FTX, founded by disgraced former billionaire Sam Bankman-Fried, had been valued at $32bn prior to its collapse and won hefty backing from a host of big name backers including Japanese investment giant SoftBank, venture giant Sequoia capital and the Ontario Teachers Pension Plan.
However, court filings since its collapse allege that FTX lacked financial controls and dished out billions of pounds of customers’ cash to its sister trading firm Alameda, raising questions over the level of due diligence conducted by some of the world’s biggest investors.
The US Securities and Exchange Commission is now reportedly probing FTX investors to determine why they chose to back the stricken exchange and what processes were followed before making the decision, Reuters reported, citing sources close to the discussions.
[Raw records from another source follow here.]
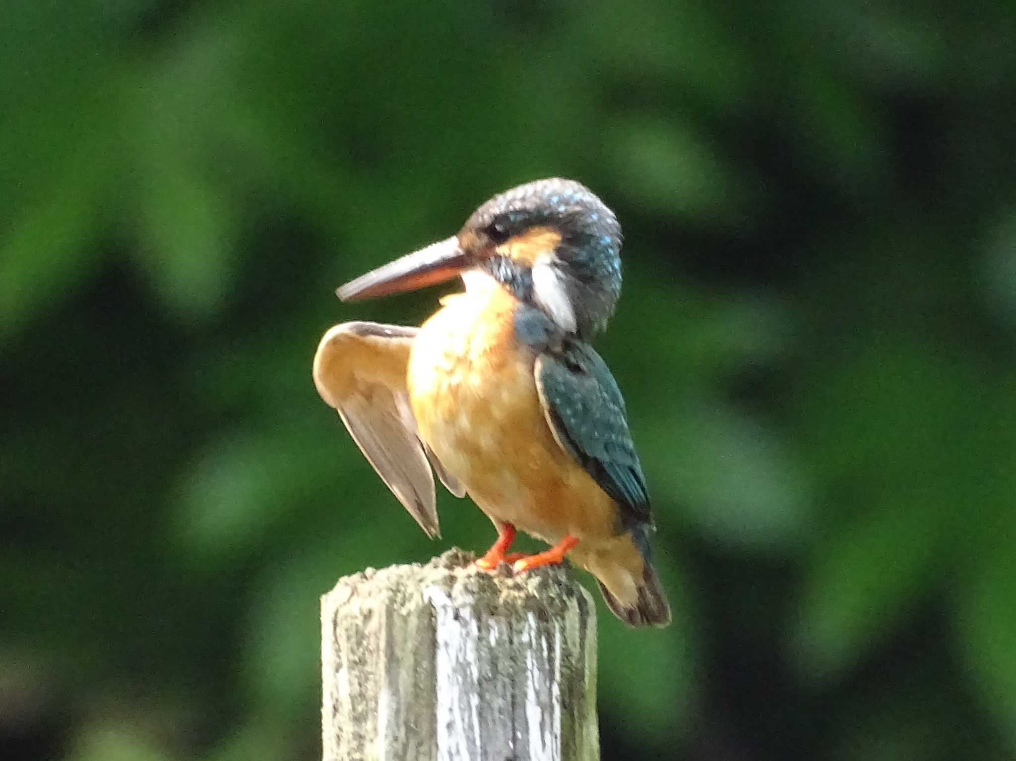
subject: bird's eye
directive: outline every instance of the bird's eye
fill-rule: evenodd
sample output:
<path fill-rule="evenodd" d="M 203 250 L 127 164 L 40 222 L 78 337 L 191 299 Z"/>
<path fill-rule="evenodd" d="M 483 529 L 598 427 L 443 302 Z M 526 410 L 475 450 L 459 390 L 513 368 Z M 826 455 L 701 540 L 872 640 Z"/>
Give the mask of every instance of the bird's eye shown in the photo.
<path fill-rule="evenodd" d="M 503 244 L 510 236 L 508 225 L 503 219 L 495 219 L 487 225 L 487 236 L 495 244 Z"/>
It is not yet clear which regulators are facing enquiries, the sources said.
Initial troubles at FTX prior to its bankruptcy sparked a string of statements from investors announcing they had written their multi-million dollar stakes in the firm down to zero. The episode has left major question marks hanging over the scrutiny venture capital firms subject companies to before making investment decisions.
The probes into the firms that backed FTX would look to determine whether the firms had met their fiduciary duties to investors, the sources said.
The move marks the latest swoop from authorities in an episode that has shaken the crypto sector.
FTX founder Sam Bankman-Fried pled not guilty to charges from US prosecutors this week, setting up one of the most high-profile white collar crime trials ever. Two other top FTX and Alameda executives, Gary Wang and Caroline Ellison, have already pled guilty to charges and are cooperating with authorities.
The fallout of the crisis has sparked contagion risk across the sector as investors flee for steadier ground.
Crypto-focused lender Silvergate was the latest firm to be rocked by the crisis as it announced yesterday that it was forced to sell $5.2bn worth of its assets to raise emergency cash after a run from depositors.
The firm said it had sold off the assets “in order to accommodate sustained lower deposit levels and to maintain a highly liquid balance sheet”, booking a heavy loss of $718m.